Engin
Erkiner
Önce
birkaç rakam: “Yüksel Eriş blogu, 20 Temmuz 2010 günü yayına girdi. İlk
bir ayda Yüksel Eriş blogu ziyaretçi sayısı 2800’ü geçti. İlk altı ayda 8.400
ziyaret yapılmış. YükselEriş blogu bir yaşında!.. başlıklı
yazı yayına girdiği anda ziyaretçi sayısı 11.700 oldu. 18 ayda ziyaretçi sayısı
13.500 oldu. Beş aydır hiçbir yazı konulmadığı halde, hergün ortalama 10
ziyaret yapılıyor. İki yaşını doldurduğu anda ziyaretçi sayısı 15.000 olacak
gibi görünüyor.
Bir yıl
önce, blogun birinci yılını doldurmasıyla ilgili yazıda, Yüksel’e yönelik bu
ilginin Acilciler’e yönelik ilginin artması nedeniyle ortaya çıktığını
belirtmiştim.
1977
yılından bugüne kadar ülkede binlerce devrimci hayatını kaybetti. Kimisi
hapishanelerde, kimisi silahlı çatışmalarda, kimisi işkencede, kimisi de
değişik nedenlerle hayatını kaybetti. Yüksel Eriş bu binlerce insandan bir
tanesiydi ve yakın yıllara kadar tarihin karanlıklarında kaybolmuş çok sayıda
devrimciden bir tanesi durumundaydı.
Örgüt
tarihiyle ilgili yazılar başladıktan sonra, ilerideki yıllarda THKP-C
(Acilciler) adlı örgütün üç kurucusundan birisinin Yüksel Eriş olduğunu
belirttim. Bu bilgi daha sonra sol ile ilgili bazı kitaplarda da yer aldı.

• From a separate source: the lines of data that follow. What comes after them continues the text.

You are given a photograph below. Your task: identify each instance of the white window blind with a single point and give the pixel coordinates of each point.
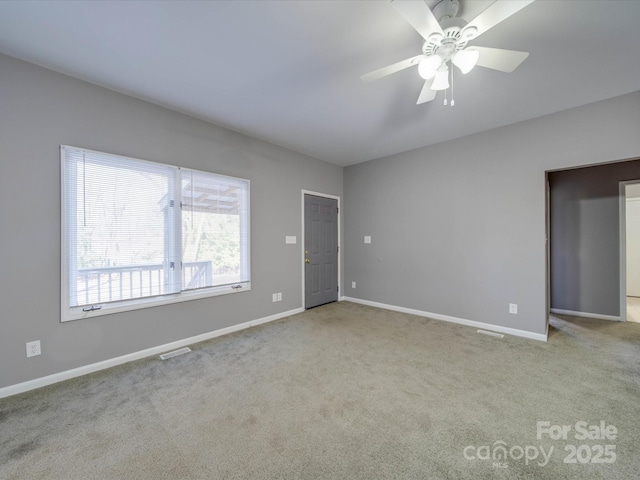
(135, 231)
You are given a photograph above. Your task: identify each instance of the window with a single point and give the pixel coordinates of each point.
(137, 233)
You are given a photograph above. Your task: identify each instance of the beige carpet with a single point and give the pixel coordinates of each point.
(343, 391)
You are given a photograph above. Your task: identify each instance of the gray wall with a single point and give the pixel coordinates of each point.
(458, 228)
(585, 237)
(41, 109)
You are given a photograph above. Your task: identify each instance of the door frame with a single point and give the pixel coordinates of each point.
(623, 246)
(302, 243)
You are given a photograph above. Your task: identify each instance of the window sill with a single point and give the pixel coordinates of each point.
(77, 313)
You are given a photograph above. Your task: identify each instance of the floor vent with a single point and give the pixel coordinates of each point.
(175, 353)
(492, 334)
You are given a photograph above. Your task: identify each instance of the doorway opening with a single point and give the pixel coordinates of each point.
(630, 251)
(320, 249)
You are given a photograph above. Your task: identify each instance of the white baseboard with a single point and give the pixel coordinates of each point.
(597, 316)
(94, 367)
(462, 321)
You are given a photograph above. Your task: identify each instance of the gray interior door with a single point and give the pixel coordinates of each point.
(321, 250)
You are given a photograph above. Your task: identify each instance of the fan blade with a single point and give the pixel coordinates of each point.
(419, 16)
(499, 59)
(426, 95)
(496, 13)
(388, 70)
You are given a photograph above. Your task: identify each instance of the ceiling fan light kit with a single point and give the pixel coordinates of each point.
(446, 37)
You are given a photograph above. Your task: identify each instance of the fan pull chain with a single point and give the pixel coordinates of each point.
(453, 102)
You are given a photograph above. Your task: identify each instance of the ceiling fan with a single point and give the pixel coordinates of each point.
(446, 37)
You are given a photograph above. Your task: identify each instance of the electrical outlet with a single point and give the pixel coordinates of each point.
(33, 348)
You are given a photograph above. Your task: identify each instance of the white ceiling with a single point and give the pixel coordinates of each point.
(288, 71)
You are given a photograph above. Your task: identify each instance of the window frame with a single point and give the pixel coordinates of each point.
(69, 313)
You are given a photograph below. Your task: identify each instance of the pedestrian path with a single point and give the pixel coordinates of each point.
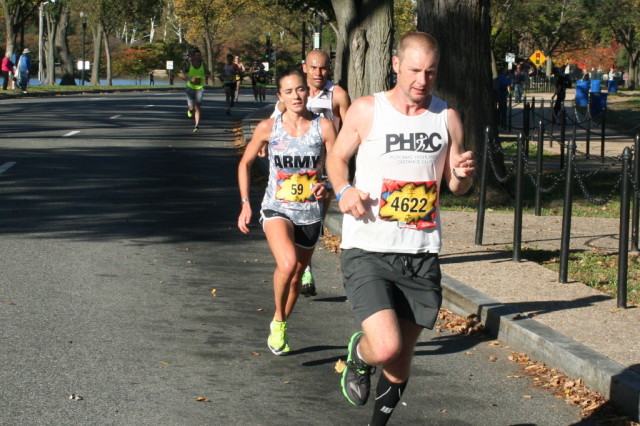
(571, 327)
(614, 143)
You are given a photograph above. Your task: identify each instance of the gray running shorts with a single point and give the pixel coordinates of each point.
(305, 236)
(194, 96)
(407, 283)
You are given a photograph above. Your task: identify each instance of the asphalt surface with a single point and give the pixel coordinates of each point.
(114, 239)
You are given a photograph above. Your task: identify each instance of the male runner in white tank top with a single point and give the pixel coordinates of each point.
(407, 142)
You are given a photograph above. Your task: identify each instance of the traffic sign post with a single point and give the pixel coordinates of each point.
(537, 58)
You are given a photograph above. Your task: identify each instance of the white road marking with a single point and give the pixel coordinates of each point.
(7, 166)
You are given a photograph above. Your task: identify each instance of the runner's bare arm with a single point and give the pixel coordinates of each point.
(341, 103)
(260, 138)
(460, 165)
(355, 128)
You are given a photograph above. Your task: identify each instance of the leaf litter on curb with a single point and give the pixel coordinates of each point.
(592, 404)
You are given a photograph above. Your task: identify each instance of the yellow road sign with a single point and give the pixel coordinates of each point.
(537, 58)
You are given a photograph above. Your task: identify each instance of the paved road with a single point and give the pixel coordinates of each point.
(113, 239)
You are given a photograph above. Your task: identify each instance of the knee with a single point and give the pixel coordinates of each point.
(287, 266)
(385, 351)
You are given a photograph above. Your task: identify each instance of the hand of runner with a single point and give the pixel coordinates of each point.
(354, 202)
(465, 164)
(245, 218)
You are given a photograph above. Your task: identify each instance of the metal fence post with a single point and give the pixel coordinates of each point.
(563, 135)
(623, 249)
(525, 118)
(483, 186)
(510, 112)
(539, 160)
(602, 135)
(517, 222)
(636, 185)
(566, 215)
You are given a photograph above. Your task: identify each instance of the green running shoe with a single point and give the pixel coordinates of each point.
(308, 284)
(356, 377)
(278, 338)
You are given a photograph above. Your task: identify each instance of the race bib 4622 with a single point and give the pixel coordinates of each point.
(411, 204)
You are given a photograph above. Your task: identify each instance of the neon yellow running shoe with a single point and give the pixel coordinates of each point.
(278, 338)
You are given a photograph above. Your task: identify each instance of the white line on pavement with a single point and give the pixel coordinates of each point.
(6, 166)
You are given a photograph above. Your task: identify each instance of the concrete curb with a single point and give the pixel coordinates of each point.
(619, 384)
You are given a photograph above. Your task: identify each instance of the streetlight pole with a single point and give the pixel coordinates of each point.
(40, 30)
(40, 24)
(84, 32)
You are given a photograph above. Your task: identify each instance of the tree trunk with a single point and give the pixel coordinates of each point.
(462, 29)
(365, 36)
(634, 59)
(62, 48)
(345, 14)
(10, 42)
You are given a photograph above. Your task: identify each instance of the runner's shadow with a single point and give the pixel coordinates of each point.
(340, 299)
(448, 344)
(320, 348)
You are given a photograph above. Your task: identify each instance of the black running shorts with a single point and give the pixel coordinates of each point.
(305, 236)
(407, 283)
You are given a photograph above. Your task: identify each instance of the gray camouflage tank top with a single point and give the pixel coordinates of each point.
(295, 164)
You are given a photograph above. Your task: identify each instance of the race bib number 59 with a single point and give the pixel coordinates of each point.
(296, 187)
(411, 204)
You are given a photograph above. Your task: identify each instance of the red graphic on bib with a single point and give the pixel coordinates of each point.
(411, 204)
(296, 187)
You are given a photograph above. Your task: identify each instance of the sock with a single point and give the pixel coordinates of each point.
(387, 397)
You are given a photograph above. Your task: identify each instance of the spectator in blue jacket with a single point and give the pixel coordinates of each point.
(24, 68)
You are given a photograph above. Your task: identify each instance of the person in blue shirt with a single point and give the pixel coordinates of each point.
(24, 68)
(502, 93)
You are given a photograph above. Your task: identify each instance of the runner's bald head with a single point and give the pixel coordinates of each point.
(417, 40)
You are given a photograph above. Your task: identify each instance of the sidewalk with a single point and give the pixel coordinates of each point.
(571, 327)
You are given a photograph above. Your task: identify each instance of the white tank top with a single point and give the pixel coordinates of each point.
(295, 164)
(400, 164)
(322, 104)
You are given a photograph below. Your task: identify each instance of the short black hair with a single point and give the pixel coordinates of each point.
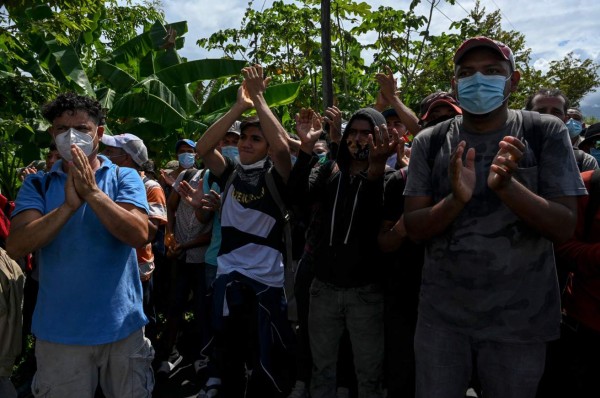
(71, 102)
(547, 92)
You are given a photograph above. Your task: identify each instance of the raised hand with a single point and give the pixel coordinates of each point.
(190, 195)
(462, 177)
(243, 97)
(387, 85)
(505, 162)
(72, 198)
(26, 171)
(333, 117)
(254, 82)
(211, 201)
(84, 177)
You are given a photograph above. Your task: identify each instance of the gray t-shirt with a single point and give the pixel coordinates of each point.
(489, 274)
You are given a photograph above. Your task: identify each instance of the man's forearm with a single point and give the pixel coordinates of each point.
(31, 231)
(124, 221)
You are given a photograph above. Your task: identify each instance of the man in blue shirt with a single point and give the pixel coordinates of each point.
(85, 217)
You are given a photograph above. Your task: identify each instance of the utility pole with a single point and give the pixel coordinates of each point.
(326, 53)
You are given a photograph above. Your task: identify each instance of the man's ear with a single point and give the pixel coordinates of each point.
(514, 81)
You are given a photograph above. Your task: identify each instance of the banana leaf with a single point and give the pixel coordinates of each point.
(203, 69)
(117, 78)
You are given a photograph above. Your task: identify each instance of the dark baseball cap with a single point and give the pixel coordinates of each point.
(185, 141)
(482, 41)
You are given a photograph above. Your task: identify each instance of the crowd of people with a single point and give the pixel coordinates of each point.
(343, 259)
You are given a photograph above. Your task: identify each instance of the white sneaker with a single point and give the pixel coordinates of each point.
(299, 390)
(210, 389)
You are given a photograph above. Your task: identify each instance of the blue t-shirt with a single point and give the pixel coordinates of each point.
(89, 287)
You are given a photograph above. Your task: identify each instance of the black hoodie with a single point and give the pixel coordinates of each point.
(344, 230)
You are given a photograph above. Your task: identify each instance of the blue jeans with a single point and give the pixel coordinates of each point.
(445, 360)
(360, 310)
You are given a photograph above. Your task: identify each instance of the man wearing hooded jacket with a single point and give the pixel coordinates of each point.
(345, 294)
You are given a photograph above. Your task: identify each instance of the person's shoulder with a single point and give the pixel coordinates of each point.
(552, 121)
(149, 183)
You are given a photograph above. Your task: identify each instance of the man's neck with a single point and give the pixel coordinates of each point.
(94, 161)
(357, 166)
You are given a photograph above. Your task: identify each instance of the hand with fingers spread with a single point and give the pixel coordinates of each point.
(505, 163)
(190, 195)
(26, 171)
(243, 99)
(462, 176)
(84, 177)
(211, 201)
(333, 117)
(254, 82)
(309, 128)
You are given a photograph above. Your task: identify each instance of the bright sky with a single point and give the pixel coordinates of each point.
(552, 28)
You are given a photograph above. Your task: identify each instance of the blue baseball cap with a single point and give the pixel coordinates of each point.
(184, 141)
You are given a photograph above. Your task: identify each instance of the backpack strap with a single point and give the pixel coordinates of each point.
(532, 131)
(579, 157)
(287, 226)
(593, 203)
(437, 140)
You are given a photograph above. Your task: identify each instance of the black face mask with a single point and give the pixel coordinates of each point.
(438, 120)
(362, 152)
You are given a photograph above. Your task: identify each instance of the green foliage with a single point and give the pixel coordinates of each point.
(145, 87)
(126, 55)
(286, 38)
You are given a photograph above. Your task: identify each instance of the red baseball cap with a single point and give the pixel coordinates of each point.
(482, 41)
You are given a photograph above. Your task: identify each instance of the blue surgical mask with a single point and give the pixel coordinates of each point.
(186, 160)
(231, 152)
(480, 94)
(595, 153)
(574, 127)
(72, 136)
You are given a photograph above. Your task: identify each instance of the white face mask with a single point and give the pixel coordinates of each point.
(64, 141)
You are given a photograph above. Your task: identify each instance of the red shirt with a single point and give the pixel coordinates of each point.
(581, 298)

Ardından Yüksel’in popüler olmasından rahatsız değilim. Neden olayım ki!
Yüksel
Eriş sadece bize değil bu ülkenin devrimci hareketine aittir. Bizde solun şu
eksiği vardır bu hatası vardır ama belirli değerleri de vardır. Başka deyişle
herkes herkesin ne olduğunu ve ne olmadığını bilir. Bu nedenle Yüksel Eriş’i
yıllardan beri unutmuş ve bazıları hiç tanımamış insanların O’nu kullanarak
pirim yapmaya yönelmelerini ciddiye almadım. İki atımlık barutlarının bile
bulunmadığı kısa sürede açığa çıkacaktı ve nitekim çıktı da…
Mark
Twain’in bir sözünü okudum: Gerçeği söyle, böylece sürekli olarak ne
söylediğini hatırlamak zorunda kalmazsın, diyordu.
Yalan
söyleyenlerin hele de bunu sürekli olarak yapanların oldukça güçlü bir hafızaya
ihtiyacı vardır. Çünkü söyledikleri yalanı unuturlar ve aynı konuda ilk
yalanlarıyla çelişen başka yalan söylerler. Yalan söylemenin böyle bir derdi
var!
Yüksel
Eriş ile ilgili yalanlar da bu nedenle pek çabuk açığa çıktı.
Söyleyenlerin
iki atımlık barutu bile yoktu ve normal olarak yalanın ve atıp tutmanın da bir
mantığı vardır, ama bunlarda o bile yoktu.
Gelecek
yazıda Yüksel Eriş ile ilgili olarak ortaya çıkan yeni birkaç bilgiden söz
edeceğim. Bunlar nereden çıktı, derseniz, 1977 yılında yazdığım mektuplarda
okudum.
35 yıl
öncesinde ne olmuş ne bitmiş herşeyi tam olarak hatırlamam mümkün değil.
Belma’ya yazılan mektuplarda Yüksel ile ilgili iki bilgi yer alıyor. 1977 çok
yakın bir zaman olduğu için hatırlamak da kolay doğal olarak. Mektupların
yaklaşık yarısını bilgisayara geçirdim, 1977 yılının sonuna geldim.
Belki
sonrakilerde de başka bilgiler vardır, bilemiyorum.